When you remove the blades, pay attention to how they are attached so that you can put them back in the right way. Take a look at the tiny shims which are used to keep the blade angle the same. They are easy to lose.
The secondary and rear bevels are all you need to work on if the edge is in good shape. If your edge has a lot of nicks and chips, you may have to work just on the primary bevel first.
Use a Marker
Color in the whole primary bevel with a marker. This will help you figure out if you’re getting the entire primary bevel on the stone.
Turn the Blade Bevel Back
In order to find the main bevel, turn the blade bevel back and flip the edge down.

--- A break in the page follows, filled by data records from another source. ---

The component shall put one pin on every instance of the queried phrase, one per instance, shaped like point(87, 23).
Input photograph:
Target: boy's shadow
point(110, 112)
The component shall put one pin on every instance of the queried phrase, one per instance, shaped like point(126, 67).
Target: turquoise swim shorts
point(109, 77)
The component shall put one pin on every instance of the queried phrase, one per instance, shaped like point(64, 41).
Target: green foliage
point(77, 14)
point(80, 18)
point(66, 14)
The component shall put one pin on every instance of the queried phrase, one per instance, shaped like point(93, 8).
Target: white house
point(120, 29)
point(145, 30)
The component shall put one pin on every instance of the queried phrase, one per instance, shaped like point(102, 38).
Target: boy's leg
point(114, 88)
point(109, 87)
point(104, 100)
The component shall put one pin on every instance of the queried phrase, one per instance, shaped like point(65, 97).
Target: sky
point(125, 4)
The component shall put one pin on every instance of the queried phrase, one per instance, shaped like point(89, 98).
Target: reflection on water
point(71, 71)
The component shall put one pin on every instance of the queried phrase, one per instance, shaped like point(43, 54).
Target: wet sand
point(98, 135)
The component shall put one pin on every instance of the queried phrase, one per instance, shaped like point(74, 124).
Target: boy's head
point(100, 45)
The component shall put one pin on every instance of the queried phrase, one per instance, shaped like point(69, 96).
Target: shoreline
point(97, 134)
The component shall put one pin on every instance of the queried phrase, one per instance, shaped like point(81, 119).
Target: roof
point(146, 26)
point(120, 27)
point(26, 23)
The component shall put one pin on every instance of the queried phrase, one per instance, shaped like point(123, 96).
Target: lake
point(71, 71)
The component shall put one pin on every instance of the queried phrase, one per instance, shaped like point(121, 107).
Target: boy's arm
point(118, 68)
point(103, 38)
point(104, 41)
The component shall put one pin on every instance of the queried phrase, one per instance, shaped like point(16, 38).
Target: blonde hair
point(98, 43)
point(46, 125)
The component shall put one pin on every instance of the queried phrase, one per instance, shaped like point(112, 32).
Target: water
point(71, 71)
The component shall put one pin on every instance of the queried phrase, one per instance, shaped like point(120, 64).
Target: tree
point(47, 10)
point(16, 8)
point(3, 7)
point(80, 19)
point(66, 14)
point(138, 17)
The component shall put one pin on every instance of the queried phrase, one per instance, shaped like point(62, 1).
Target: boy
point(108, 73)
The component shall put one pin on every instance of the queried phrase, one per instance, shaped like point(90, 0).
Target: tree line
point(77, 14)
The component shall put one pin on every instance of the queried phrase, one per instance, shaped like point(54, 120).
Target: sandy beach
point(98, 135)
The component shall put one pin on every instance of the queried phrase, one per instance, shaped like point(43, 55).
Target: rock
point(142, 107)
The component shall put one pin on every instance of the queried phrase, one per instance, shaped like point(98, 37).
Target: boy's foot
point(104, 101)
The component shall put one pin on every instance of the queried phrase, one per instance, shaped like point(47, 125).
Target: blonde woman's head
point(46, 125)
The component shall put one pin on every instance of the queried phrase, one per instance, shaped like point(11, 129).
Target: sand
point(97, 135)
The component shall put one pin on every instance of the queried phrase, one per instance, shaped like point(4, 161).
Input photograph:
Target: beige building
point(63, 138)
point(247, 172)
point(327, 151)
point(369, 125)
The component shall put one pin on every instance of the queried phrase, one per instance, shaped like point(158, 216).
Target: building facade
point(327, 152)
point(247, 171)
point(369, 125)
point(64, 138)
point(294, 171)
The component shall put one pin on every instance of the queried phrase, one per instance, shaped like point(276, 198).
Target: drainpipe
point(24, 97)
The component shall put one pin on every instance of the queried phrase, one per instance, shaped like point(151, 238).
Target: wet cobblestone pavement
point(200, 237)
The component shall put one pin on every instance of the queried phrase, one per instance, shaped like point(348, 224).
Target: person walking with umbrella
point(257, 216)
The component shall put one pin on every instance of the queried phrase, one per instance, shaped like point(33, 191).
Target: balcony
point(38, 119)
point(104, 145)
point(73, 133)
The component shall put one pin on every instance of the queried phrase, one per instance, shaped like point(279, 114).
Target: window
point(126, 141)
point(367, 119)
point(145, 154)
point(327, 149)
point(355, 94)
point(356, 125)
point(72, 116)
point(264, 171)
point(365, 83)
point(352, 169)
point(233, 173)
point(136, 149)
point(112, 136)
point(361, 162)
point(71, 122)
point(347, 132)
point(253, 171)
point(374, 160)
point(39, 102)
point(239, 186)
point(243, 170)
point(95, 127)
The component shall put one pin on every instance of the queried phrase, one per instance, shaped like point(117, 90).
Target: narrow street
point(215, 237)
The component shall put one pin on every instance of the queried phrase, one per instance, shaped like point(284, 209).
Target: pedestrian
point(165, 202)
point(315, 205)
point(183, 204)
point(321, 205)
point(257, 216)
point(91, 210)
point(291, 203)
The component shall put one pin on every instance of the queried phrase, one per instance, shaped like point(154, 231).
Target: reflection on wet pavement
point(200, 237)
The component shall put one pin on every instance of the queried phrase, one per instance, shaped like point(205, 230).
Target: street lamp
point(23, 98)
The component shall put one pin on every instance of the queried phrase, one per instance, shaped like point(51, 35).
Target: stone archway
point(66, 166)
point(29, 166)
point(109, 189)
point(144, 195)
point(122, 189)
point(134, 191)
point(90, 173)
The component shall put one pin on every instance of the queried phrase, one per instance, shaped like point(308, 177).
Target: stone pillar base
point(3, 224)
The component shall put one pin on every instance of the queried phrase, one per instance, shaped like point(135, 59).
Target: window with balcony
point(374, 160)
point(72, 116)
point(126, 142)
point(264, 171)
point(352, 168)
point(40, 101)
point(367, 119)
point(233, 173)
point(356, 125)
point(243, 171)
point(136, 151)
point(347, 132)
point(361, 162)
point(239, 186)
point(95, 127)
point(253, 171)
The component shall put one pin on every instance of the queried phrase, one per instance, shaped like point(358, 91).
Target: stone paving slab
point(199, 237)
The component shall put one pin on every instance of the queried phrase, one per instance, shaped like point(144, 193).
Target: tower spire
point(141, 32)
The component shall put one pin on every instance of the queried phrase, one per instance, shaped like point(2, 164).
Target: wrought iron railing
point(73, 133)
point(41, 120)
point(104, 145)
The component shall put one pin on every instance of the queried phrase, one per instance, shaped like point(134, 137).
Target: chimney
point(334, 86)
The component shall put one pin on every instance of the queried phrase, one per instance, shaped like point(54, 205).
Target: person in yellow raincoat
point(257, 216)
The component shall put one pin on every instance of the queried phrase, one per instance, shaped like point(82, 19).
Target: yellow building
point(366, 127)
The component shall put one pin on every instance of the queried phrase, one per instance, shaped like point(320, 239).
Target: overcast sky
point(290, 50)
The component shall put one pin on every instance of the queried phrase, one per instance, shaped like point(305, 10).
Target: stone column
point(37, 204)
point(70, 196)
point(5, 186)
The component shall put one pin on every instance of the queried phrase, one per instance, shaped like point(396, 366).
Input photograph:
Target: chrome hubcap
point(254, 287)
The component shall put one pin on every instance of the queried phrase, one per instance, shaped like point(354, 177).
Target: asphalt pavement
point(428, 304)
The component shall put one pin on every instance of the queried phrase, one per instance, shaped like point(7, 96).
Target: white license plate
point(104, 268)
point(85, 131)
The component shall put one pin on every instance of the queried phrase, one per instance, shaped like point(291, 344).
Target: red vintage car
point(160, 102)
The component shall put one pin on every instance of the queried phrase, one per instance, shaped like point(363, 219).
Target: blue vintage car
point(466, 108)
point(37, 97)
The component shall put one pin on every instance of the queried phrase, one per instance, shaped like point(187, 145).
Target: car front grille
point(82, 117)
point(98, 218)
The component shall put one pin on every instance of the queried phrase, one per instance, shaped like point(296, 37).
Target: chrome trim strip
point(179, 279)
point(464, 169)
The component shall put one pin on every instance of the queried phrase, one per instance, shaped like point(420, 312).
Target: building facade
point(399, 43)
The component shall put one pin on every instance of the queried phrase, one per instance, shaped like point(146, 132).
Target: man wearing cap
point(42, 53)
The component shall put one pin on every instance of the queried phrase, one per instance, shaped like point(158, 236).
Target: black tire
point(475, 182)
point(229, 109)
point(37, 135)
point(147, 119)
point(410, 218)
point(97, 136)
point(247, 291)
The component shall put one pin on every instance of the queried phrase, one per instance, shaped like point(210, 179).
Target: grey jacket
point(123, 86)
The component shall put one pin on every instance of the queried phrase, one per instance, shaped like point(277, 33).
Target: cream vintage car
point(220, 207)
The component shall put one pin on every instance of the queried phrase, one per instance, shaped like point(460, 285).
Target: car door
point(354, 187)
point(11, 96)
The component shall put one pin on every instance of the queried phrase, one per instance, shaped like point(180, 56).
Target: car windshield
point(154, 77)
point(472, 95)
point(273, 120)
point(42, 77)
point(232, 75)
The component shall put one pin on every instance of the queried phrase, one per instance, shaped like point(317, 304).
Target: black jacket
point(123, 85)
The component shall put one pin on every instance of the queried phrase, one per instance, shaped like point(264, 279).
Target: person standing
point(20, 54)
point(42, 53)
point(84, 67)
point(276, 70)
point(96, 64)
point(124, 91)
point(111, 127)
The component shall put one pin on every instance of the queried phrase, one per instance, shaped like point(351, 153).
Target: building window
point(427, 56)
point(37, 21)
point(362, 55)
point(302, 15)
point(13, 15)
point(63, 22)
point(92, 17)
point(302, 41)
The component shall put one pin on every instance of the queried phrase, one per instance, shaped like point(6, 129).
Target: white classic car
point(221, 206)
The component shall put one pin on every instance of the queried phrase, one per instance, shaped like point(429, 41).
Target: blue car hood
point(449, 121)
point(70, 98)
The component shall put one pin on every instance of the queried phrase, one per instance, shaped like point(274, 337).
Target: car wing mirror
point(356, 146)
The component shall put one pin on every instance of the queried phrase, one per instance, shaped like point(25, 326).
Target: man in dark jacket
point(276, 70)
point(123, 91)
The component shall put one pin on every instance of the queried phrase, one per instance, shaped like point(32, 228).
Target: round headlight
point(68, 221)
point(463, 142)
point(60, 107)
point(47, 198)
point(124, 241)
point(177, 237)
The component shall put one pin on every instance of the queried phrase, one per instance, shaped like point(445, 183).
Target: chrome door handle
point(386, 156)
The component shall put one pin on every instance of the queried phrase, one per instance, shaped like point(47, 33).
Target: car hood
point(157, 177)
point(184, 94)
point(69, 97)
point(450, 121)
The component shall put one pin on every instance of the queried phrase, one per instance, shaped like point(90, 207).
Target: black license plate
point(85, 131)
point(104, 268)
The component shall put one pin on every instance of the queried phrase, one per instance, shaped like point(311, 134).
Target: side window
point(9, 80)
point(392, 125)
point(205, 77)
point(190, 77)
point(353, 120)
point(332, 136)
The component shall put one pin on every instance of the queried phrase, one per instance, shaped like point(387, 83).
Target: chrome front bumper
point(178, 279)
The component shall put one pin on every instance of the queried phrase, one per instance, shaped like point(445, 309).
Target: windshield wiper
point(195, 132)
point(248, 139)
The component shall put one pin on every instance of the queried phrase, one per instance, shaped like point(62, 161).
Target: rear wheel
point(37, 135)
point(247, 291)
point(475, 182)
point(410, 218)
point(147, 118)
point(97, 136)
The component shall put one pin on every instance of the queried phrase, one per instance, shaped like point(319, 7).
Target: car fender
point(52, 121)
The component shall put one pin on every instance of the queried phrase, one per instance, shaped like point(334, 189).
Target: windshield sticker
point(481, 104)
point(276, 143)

Create long, gradual, wide-ranging strokes with very little pressure, and check the primary bevel from time to time to make sure it’s clean.
If some places are still marked, you aren’t operating the whole bevel against the slab. This really is going to require a lot of practice.
Improve the Primary Bevel
When you’ve leveled the primary bevel to just a flat, even edge, move on to the next grit and keep going until you get the level of polish you want.
Make the Secondary Bevel Sharper
A large secondary bevel separates and lifts the ice, while a sharp pointy bevel on the very edge is the main cutting edge.
Using a coarse sharpening stone, remove all of the visible shortcomings, burrs, scratches, and so on, cleaning it up as much as possible to make it as smooth as possible, then polish it to a mirror-like finish.
Roll the blade up as you drag it on the stone until you can feel the flat slightly curved surface that you’ve made. Once that side is done, you’ll sweep the stone down the other way.
Grind and Polish the Second Edge
This is where you’ll make the surface as perfect as you can, or as close as you can get. The first step is to use your fine sharpening stone dry.
The last step is to use sharpening stone oil to finish it off. When you’re done, the secondary edge should have a reflective quality to it.
Put the Blade on Its Back
Place the blade on its back to make 15 to 20 light passes with it, and then let it dry. This will remove any burrs from the back edge. After you sharpen the blade, you should look at it and see if you did a good job.
Cutting edges can look different from each other, but that doesn’t mean anything if they don’t look better than their own neighbors. The goal is for all of your blades to have the same sharpness and beveled edges across them.
Re-sharpen them till they exactly match with their neighbors. So that’s it. Now you can put your auger back together. Sharpening auger blades, as with most things in life, takes some practice to get good at.
Sharpening Auger Blades with Files
1. Put the file in a plain position at the moment to cover the cutting edge in such a manner that the file goes on the blade surface.
2. Within that position, start moving slowly and then gradually increase your pace, and over time, the surface should start getting finer. Check to make sure that you keep the angle the same as you move along. If you speed things up too much, you could damage the blade.
3. With one hand, hold the file. With the other, file the blade in an upward movement. Keep in mind that all the metals are built the same way, so this means they only work in one direction. You must only stroke the edge from a forward direction. Afterward, check the auger blade to make sure it’s sharp enough. If not, keep filing until it becomes sharp enough. After the blade has been ground down, you can either leave it like this or finish it with fine sandpaper. This is the best way of sharpening jiffy ice auger blades.
If you’re an avid ice fisherman, you know how important it is to sharpen ice auger blades and keep them in good condition.
Having dull blades not only affects your catch rate but you can also cut yourself with a blade that’s jagged.
Whether your auger blades are straight or curved, proper care of them should include regular sharpening, which makes them safer and helps cut through thick winter ice.
ERIC VON BARGEN
A couple of pictures would maybe help which bevel is the primary and which is the secondary. I presume you do the bottom then the top is that right.